Ideographics scripts, such as hieroglyphics, use complex characters to represent ideas. Another well known ideographic script is Chinese, which uses thousands upon thousands of characters to represent all the different ideas and concepts in the Chinese languages.

Emoji aren’t an ideographic script. While they contain some information of their own, they are not systematic, which means they don’t form part of a language, and don’t provide information beyond what their form (their picture) shows.
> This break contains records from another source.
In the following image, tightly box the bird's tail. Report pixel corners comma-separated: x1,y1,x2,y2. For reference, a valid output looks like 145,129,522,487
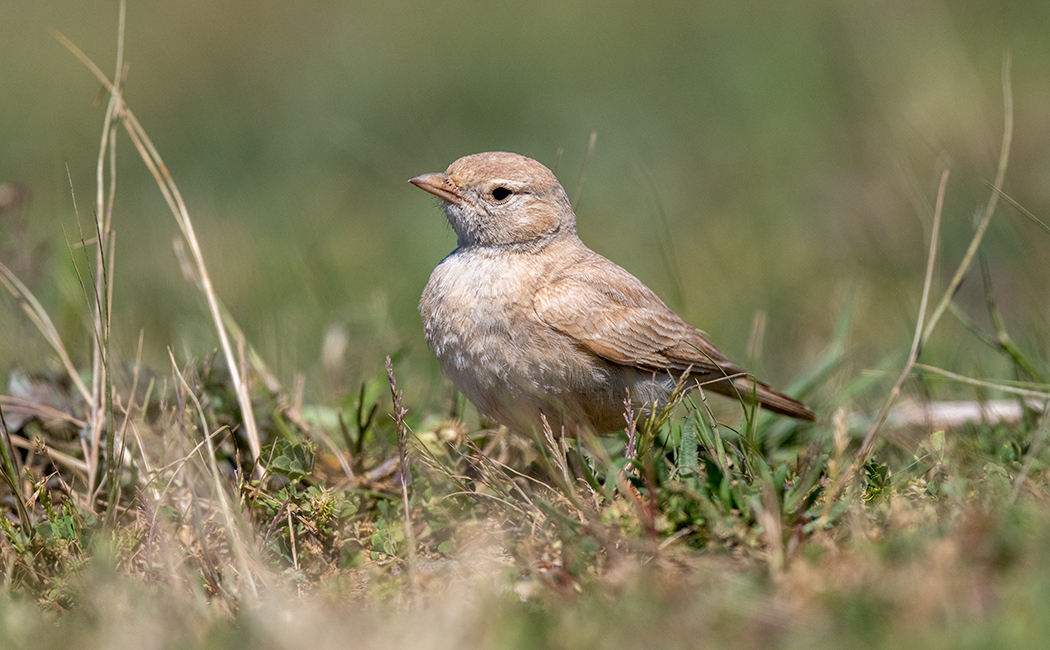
704,375,816,421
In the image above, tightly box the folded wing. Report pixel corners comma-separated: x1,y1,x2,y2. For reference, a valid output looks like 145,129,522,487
534,258,815,421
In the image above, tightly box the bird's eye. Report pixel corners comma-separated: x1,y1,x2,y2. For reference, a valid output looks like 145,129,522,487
491,187,512,202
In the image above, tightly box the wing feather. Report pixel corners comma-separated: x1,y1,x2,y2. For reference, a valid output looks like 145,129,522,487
534,259,736,376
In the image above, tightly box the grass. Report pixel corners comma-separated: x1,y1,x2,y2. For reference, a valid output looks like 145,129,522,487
3,8,1050,650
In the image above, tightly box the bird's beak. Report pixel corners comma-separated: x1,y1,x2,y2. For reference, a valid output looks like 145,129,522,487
409,173,461,205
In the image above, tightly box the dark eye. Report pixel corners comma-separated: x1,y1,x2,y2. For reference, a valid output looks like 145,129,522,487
491,187,512,201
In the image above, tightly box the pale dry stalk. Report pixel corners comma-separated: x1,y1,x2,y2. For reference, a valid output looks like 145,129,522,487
385,356,418,595
50,21,263,465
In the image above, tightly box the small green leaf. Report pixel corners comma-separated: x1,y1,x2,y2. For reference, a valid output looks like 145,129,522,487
265,441,314,481
37,522,54,539
929,429,945,453
677,420,699,476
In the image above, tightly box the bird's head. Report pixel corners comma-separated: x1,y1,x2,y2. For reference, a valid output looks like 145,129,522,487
410,151,576,249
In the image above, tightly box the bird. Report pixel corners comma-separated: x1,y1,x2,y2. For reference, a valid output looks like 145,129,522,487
410,151,814,436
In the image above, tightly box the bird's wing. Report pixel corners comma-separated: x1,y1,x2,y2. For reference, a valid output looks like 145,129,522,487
534,259,737,376
535,256,816,421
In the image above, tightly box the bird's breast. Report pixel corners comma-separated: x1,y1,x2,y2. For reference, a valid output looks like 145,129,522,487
419,248,607,398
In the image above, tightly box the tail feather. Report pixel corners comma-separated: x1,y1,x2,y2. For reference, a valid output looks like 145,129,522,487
705,375,816,421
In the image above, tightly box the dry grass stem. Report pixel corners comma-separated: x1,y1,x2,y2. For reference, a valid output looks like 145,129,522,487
919,53,1014,348
623,388,638,466
0,395,86,430
50,23,263,465
0,262,92,404
848,54,1013,479
385,356,417,594
911,364,1050,400
168,349,259,599
818,168,951,521
854,168,950,463
0,404,31,532
86,0,124,517
6,433,89,474
540,414,572,488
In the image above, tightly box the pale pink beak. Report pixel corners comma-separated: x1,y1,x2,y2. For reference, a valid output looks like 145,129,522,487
409,173,461,204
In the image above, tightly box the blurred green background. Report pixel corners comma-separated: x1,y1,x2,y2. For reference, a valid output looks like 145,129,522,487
1,1,1048,408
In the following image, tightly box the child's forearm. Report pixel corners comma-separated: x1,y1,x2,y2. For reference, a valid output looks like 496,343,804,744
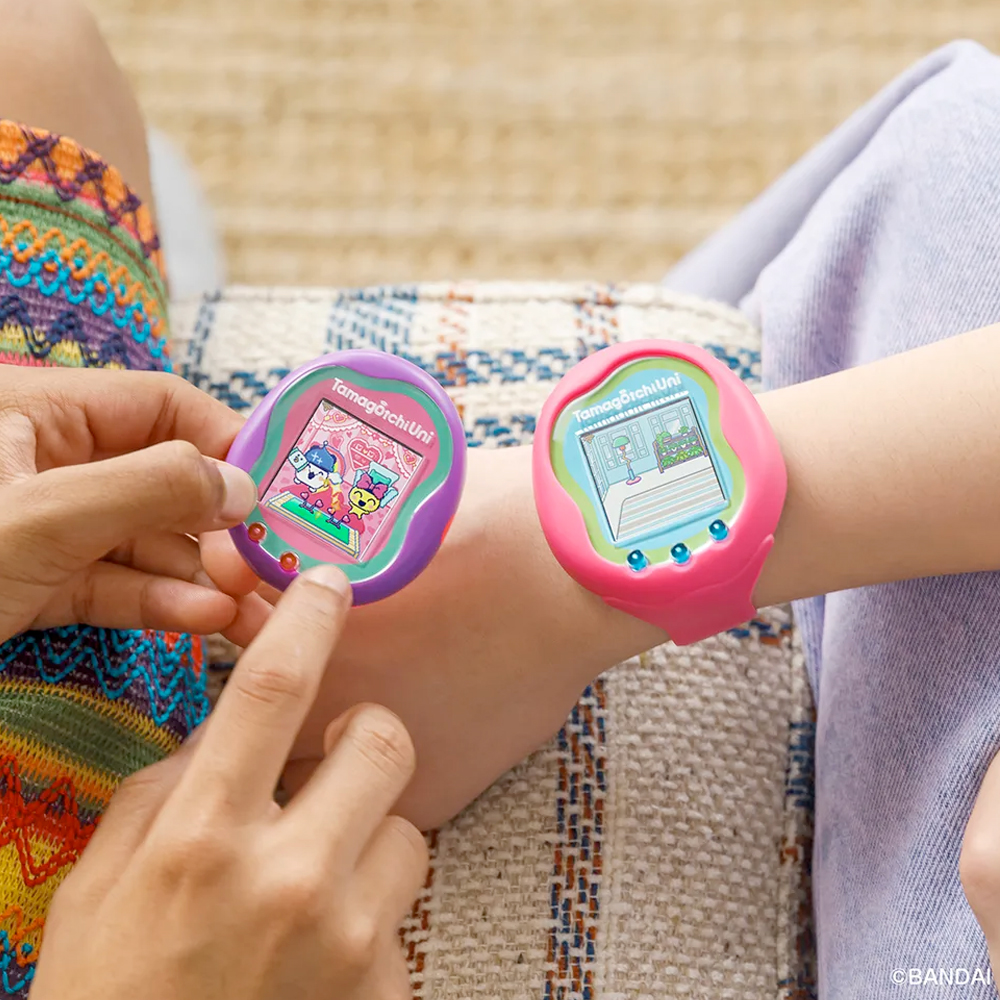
288,325,1000,829
522,322,1000,662
753,323,1000,608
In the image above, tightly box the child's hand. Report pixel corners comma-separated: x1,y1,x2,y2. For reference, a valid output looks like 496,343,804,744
30,565,425,1000
204,445,666,830
0,365,256,644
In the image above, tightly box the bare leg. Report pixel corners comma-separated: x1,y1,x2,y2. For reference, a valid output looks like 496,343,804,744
0,5,200,996
0,0,153,206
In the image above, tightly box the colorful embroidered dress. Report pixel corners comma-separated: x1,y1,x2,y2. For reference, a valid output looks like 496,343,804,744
0,121,206,998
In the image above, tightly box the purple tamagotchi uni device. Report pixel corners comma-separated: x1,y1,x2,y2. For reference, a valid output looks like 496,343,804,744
226,351,466,604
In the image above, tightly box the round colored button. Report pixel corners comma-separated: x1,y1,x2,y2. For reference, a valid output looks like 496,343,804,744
670,542,691,564
627,549,649,571
709,519,729,541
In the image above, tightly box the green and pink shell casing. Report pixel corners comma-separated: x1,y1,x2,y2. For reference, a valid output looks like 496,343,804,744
227,351,466,604
532,340,786,645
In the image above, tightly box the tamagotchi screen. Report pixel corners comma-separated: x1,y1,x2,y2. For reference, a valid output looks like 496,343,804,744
577,394,726,544
260,398,425,562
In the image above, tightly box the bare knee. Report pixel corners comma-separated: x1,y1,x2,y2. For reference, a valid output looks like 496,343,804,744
2,0,101,45
2,0,112,103
0,0,152,203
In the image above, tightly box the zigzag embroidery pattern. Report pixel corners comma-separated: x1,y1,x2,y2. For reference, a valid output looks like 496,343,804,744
0,937,34,996
0,758,95,889
0,907,40,997
0,764,94,996
0,294,135,369
1,628,210,731
0,122,160,263
0,218,165,353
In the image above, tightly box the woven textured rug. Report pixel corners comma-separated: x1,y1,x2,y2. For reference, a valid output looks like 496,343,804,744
88,0,1000,287
172,282,817,999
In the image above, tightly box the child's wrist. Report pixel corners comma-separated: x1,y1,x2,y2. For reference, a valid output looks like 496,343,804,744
472,445,667,672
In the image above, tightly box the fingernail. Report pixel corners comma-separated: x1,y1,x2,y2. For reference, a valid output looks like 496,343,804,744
298,565,353,601
211,460,257,521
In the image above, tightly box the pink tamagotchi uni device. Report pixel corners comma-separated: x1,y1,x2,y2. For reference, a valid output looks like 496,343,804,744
532,340,787,645
227,351,466,604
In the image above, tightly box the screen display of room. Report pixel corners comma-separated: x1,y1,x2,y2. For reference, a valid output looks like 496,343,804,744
577,394,725,543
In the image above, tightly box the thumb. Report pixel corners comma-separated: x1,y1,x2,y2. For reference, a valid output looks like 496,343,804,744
2,441,257,577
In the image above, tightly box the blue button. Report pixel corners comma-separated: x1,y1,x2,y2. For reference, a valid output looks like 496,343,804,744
709,519,729,541
670,543,691,564
627,549,648,571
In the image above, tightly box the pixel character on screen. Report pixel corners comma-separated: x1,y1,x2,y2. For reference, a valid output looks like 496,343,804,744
288,442,344,514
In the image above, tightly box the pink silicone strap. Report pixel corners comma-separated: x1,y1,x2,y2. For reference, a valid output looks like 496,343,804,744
604,537,774,645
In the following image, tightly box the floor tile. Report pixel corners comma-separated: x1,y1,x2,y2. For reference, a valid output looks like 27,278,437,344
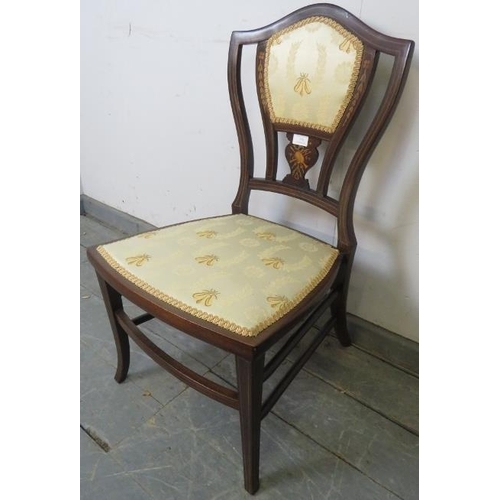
80,289,126,365
81,306,200,407
211,351,418,499
81,215,126,248
111,378,400,499
81,429,153,500
81,259,102,298
316,311,419,376
273,370,419,500
143,319,229,370
81,245,89,263
296,334,418,433
80,367,163,448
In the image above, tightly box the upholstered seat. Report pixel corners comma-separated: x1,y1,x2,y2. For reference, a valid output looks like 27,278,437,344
97,214,339,337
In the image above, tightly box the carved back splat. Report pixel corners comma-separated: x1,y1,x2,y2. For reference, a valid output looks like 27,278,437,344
283,133,321,189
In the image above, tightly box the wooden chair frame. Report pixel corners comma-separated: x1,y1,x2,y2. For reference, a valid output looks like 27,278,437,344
87,4,414,495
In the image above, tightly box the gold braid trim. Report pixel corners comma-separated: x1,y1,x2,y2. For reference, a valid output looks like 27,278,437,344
96,245,339,337
260,16,364,134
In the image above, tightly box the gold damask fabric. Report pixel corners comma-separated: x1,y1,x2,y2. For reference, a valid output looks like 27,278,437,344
260,16,363,134
97,214,339,337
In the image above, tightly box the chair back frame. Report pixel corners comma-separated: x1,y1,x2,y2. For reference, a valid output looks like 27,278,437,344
228,3,414,255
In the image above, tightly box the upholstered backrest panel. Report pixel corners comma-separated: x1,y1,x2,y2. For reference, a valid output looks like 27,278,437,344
258,16,364,134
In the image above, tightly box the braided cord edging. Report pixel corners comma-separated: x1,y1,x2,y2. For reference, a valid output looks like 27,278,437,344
96,245,339,337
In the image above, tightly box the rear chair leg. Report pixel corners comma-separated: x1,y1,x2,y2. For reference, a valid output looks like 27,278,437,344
97,275,130,382
333,294,352,347
236,354,265,495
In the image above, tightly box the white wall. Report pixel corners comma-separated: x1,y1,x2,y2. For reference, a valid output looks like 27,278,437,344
81,0,419,341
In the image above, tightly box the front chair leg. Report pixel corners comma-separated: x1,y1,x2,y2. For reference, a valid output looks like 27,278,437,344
236,354,265,495
96,275,130,383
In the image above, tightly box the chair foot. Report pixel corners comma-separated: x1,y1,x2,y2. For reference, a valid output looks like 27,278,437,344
236,355,265,495
113,341,130,384
333,301,352,347
97,275,131,382
335,317,352,347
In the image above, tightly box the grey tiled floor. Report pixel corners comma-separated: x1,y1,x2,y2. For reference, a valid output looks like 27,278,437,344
80,215,419,499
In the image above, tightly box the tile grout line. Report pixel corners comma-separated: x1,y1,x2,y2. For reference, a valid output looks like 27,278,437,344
81,214,129,239
80,282,102,301
107,383,193,453
208,352,418,436
269,412,406,500
132,360,221,418
301,365,419,437
349,342,418,379
80,424,111,453
132,322,417,435
207,358,416,449
123,471,156,500
265,341,419,436
140,324,228,371
321,327,418,378
82,321,414,497
209,358,418,437
83,308,418,437
80,424,156,499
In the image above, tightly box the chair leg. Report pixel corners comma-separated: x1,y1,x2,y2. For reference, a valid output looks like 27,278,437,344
333,294,352,347
97,275,130,383
236,354,265,495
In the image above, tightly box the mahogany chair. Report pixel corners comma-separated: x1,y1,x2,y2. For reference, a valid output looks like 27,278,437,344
87,3,414,494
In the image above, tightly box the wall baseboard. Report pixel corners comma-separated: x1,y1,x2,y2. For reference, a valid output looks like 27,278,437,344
81,195,156,235
345,314,418,376
80,194,418,376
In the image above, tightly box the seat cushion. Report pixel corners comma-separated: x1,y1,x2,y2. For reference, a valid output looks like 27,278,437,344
97,214,339,337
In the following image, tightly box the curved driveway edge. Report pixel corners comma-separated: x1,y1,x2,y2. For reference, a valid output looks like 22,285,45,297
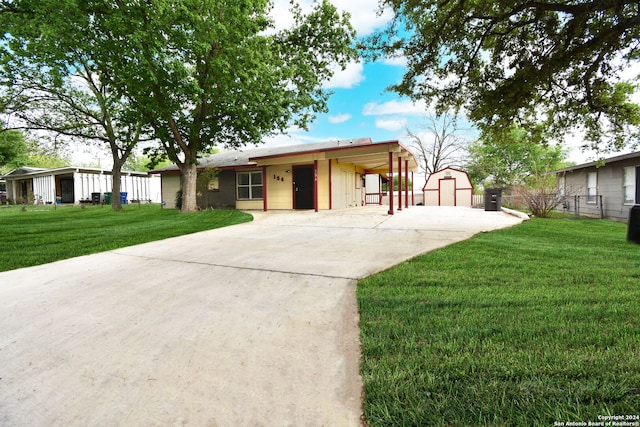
0,206,522,426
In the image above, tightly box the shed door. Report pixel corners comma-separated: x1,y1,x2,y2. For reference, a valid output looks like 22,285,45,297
293,166,314,210
439,179,456,206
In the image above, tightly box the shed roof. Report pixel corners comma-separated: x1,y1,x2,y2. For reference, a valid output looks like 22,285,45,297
422,167,473,191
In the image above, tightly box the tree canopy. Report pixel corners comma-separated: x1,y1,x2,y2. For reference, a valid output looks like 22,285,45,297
405,111,468,179
0,128,69,172
1,0,153,210
1,0,357,212
364,0,640,152
97,0,356,212
0,127,29,169
466,126,567,188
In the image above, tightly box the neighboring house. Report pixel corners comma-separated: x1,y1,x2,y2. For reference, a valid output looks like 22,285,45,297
0,178,6,204
2,166,161,205
422,167,474,207
151,138,419,213
554,151,640,221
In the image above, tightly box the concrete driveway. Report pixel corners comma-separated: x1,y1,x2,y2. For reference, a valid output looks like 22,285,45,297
0,206,522,426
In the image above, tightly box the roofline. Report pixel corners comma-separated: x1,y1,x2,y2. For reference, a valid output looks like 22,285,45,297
247,138,376,161
248,139,418,165
422,166,474,191
149,139,420,175
3,166,150,178
553,150,640,173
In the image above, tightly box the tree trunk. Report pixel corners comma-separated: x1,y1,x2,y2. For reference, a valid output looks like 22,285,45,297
180,162,198,212
111,162,124,211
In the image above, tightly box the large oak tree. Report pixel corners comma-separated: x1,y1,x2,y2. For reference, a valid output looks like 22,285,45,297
90,0,356,213
1,1,150,210
363,0,640,152
1,0,356,212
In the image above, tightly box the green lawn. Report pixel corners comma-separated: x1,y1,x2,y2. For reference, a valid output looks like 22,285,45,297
358,218,640,426
0,204,252,272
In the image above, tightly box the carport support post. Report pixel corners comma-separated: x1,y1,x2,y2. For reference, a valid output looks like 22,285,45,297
387,152,394,215
313,160,318,213
405,159,409,208
411,171,415,206
397,156,402,211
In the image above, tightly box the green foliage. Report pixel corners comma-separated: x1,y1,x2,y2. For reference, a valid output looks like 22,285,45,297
382,175,413,192
0,204,252,272
0,129,69,171
25,149,70,169
466,126,566,188
67,0,357,212
358,218,640,426
123,153,172,172
1,0,151,210
0,128,29,168
363,0,640,151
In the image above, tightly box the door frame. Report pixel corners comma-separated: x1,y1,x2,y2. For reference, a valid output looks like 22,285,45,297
293,165,315,210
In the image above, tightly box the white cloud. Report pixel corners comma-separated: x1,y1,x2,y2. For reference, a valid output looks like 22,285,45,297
363,99,430,116
328,113,352,124
383,55,408,67
339,0,393,36
375,118,408,132
270,0,391,36
324,61,365,89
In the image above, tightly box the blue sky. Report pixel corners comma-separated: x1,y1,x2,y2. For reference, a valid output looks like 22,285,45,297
265,0,449,149
264,0,635,166
79,0,626,168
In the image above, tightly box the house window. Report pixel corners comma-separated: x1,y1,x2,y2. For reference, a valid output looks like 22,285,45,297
587,171,597,203
207,176,219,191
237,171,263,200
623,166,636,205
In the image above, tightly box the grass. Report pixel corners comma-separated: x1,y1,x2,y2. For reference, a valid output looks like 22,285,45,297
0,204,252,272
358,217,640,426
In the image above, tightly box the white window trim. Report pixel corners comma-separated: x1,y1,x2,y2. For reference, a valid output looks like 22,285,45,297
586,171,597,204
623,166,636,205
236,170,263,200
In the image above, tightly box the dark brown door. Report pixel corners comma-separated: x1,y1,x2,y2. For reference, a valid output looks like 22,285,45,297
293,166,314,210
60,178,74,203
636,166,640,204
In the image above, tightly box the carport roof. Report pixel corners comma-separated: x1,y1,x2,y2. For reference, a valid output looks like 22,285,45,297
150,137,418,174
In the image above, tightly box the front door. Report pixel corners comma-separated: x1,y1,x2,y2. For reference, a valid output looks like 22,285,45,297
293,166,314,210
60,178,74,203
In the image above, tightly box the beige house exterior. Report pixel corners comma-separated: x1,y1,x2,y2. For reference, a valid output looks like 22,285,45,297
422,167,474,207
152,138,419,213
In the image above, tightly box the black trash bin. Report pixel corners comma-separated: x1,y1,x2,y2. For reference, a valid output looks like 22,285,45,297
91,192,101,205
484,188,503,211
627,205,640,243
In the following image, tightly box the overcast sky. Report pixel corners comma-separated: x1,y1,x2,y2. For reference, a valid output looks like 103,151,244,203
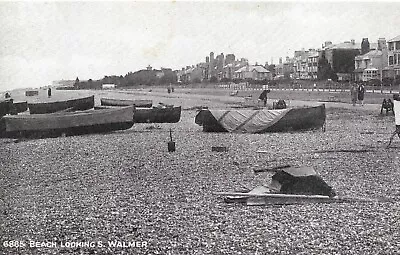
0,1,399,91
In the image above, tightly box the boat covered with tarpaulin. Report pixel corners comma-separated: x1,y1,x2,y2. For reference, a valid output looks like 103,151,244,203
195,104,325,133
0,105,134,139
28,95,95,114
100,98,152,108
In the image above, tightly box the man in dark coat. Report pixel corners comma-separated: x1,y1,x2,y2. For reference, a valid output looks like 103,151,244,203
259,89,270,107
358,84,365,106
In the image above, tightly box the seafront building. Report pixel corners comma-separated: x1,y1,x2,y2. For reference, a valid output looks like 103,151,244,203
176,34,400,83
386,35,400,79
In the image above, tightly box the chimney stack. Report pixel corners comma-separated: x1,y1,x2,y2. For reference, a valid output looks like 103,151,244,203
325,41,333,47
378,38,387,50
361,38,370,54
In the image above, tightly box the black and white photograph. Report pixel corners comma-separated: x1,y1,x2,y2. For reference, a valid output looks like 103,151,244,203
1,1,400,254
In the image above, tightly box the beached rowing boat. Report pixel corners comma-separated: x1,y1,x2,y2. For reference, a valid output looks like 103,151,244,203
28,95,95,114
0,106,134,139
0,99,13,117
100,98,152,108
14,101,28,113
0,100,29,116
95,105,181,123
195,104,326,133
133,106,181,123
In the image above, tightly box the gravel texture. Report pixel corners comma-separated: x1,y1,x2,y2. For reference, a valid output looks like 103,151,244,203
1,90,400,255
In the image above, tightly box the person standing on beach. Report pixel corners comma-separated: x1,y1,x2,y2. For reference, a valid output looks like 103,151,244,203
358,83,365,106
48,87,52,97
259,89,270,107
350,83,357,106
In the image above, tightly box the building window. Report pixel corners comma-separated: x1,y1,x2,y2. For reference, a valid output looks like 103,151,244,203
396,42,400,51
389,42,394,51
389,56,394,65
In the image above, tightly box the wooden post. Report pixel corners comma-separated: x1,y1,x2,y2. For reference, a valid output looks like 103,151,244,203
168,128,175,152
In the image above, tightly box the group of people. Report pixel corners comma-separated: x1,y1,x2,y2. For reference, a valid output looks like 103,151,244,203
258,83,367,108
350,83,365,106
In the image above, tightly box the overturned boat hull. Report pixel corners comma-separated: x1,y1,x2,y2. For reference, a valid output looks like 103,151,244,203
195,104,326,133
133,106,181,123
100,98,152,108
28,95,95,114
0,106,134,139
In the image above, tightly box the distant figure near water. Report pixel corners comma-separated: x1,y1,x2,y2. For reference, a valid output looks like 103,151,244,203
5,92,11,99
48,88,52,97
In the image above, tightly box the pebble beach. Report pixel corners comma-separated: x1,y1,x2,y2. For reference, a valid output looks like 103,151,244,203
1,87,399,254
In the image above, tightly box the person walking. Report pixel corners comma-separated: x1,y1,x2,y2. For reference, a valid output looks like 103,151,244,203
358,83,365,106
259,89,270,107
350,83,358,106
47,87,52,97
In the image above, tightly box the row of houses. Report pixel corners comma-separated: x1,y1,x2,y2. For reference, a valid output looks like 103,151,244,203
276,35,400,82
178,34,400,83
53,35,400,87
176,52,272,83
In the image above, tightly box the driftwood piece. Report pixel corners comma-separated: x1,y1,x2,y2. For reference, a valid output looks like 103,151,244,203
311,149,373,153
214,192,382,206
254,165,292,173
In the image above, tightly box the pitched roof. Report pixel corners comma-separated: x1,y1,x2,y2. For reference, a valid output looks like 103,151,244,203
355,50,383,60
252,65,270,73
235,65,270,73
224,63,234,68
388,35,400,43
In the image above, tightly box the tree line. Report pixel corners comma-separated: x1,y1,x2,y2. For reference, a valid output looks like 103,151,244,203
74,68,178,89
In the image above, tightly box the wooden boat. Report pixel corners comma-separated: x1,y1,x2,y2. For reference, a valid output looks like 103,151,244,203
195,104,326,133
0,99,13,117
133,106,181,123
0,106,134,139
100,98,152,108
14,101,28,113
28,95,95,114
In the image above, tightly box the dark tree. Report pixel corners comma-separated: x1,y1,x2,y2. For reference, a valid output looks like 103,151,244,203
317,57,336,80
209,76,218,83
331,49,359,73
267,64,276,77
192,77,201,84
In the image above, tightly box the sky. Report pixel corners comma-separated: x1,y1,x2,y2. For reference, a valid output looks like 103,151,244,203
0,1,399,91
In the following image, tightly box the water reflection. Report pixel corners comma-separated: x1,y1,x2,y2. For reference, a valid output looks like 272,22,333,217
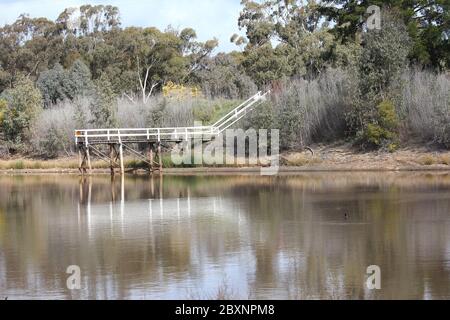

A word in Chinese or English, or any other language, can have multiple meanings that will be understood in a given context.

“book” can mean “a series of pages with words written on them in a specific language” or “reserve a seat for a play, movie, or transportation”. The problem with emoji is that there is no commonly accepted system for determining what an emoticon would mean in a given sentence.

You could write with emoji “eye heart (finger pointing to the right)” to mean “I love you”. But here you would be relying on someone to connect the pronunciation of “eye” with the word “I”. This would not work in other languages. Not all cultures would connect the heart to love. And the finger pointing would be ambiguous. However, in Chinese you can write “I love you” with ideographs.

Emoji have come a long way, but until we have a proper system for using them the way Ancient Egyptian or Chinese does, they will remain simply funny pictures to send to family and friends.